• Приглашаем посетить наш сайт
    Техника (find-info.ru)
  • Дурнушка
    Часть вторая. Глава I

    Ласковый, теплый февральский вечер нежно дохнул мне в лицо, когда в сопровождении мужа, я вышла из вагона на маленькой станции не доезжая Курска.

    Полтора суток, проведенные в дороге, промчались, как сон.

    Сергей был такой предупредительный, заботливый и добрый. Что-то сердечное, родное проглядывало в его отношениях ко мне. В первый же вечер, проведенный с ним в вагоне, я рассказала ему о своем отце, о котором еще никогда ни с кем не говорила.

    В Москву мы приехали ранним утром и, не останавливаясь ни на час в старой русской столице, поспешили на Курский вокзал.

    Около одиннадцати часов вечера поезд привез нас на станцию "Колонтаевку", в трех верстах от которой находилось имение Сергея.

    За нами выслали лошадей, чудесную серую в яблоках тройку. Круглолицый парень-возница, сидевший на козлах, широко осклабился, завидя Сергея.

    - Честь имею поздравить барин, - приветствовал он мужа и, ударив вожжами по спинам застоявшихся лошадок, пустил их быстрой рысью.

    - Что, няня здорова?... А Аким Петрович?... А батюшка? - с участливым любопытством осведомлялся муж, весь подавшись вперед своей стройной фигурой, чтобы хорошенько расслышать то, что говорил кучер.

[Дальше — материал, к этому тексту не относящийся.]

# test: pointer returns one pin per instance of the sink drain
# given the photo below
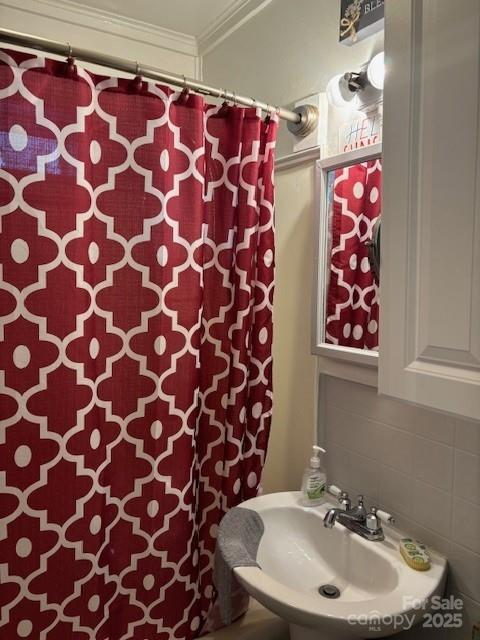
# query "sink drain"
(329, 591)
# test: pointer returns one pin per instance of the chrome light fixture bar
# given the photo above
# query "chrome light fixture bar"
(342, 90)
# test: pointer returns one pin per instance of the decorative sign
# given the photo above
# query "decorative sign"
(360, 19)
(361, 132)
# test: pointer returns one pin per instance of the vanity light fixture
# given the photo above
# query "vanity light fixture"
(376, 71)
(342, 90)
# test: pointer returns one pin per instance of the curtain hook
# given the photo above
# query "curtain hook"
(268, 117)
(183, 97)
(137, 81)
(224, 107)
(70, 60)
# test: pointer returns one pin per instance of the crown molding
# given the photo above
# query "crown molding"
(237, 14)
(107, 22)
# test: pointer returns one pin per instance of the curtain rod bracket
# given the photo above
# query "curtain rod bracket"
(301, 121)
(308, 120)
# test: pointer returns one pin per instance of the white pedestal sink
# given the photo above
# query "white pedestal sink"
(297, 555)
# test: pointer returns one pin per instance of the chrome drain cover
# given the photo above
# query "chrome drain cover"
(329, 591)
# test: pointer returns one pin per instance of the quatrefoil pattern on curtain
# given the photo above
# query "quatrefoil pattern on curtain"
(136, 293)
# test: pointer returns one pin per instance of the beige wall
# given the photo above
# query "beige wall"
(294, 374)
(420, 465)
(287, 51)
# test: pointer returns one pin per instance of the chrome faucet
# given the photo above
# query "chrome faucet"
(356, 519)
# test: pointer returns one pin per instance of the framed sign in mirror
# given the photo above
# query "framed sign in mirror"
(347, 283)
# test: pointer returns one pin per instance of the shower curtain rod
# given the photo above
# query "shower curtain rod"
(301, 121)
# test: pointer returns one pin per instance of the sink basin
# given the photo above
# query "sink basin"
(298, 555)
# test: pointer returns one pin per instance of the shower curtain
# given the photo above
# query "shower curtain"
(136, 323)
(353, 294)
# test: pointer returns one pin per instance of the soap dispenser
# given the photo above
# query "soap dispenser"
(314, 483)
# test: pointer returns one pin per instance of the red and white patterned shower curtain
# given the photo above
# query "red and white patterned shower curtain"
(353, 294)
(135, 317)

    - Слава Богу, все здравствуют, Сергей Вадимович. Анна Степановна наказывали завтра в слободу сходить к батюшке, чтобы, значит, молебен отслужить... Эй вы, соколики! - неожиданно прикрикнул он на лошадей.

    Ровная и белая, как скатерть, дорога мягко стлалась среди полей, покрытых сплошной пеленою снежных сугробов. Где-то далеко впереди мелькали яркие точки многих огоньков.

    - Это Насиловка, наша слобода, - пояснил Сергей, уловив мой взор, прикованный к огненным точкам.

    - Ась? - повернул к нам улыбающееся лицо возница.

    - Не тебе - правь, голубчик. Я молодой барыне объясняю, где наши места находятся, - ласково сказал ему Сергей, и, протянув руку вперед, в противоположную от огней сторону, добавил, - а вот и "Довольное".

    Я посмотрела по указанному мне направлению. Благодаря светлой лунной ночи, можно было различить группу деревьев, темным пятном выступавших в стороне от дороги. Чуть заметная полоса света пронизывала их таинственно-молчаливую чащу.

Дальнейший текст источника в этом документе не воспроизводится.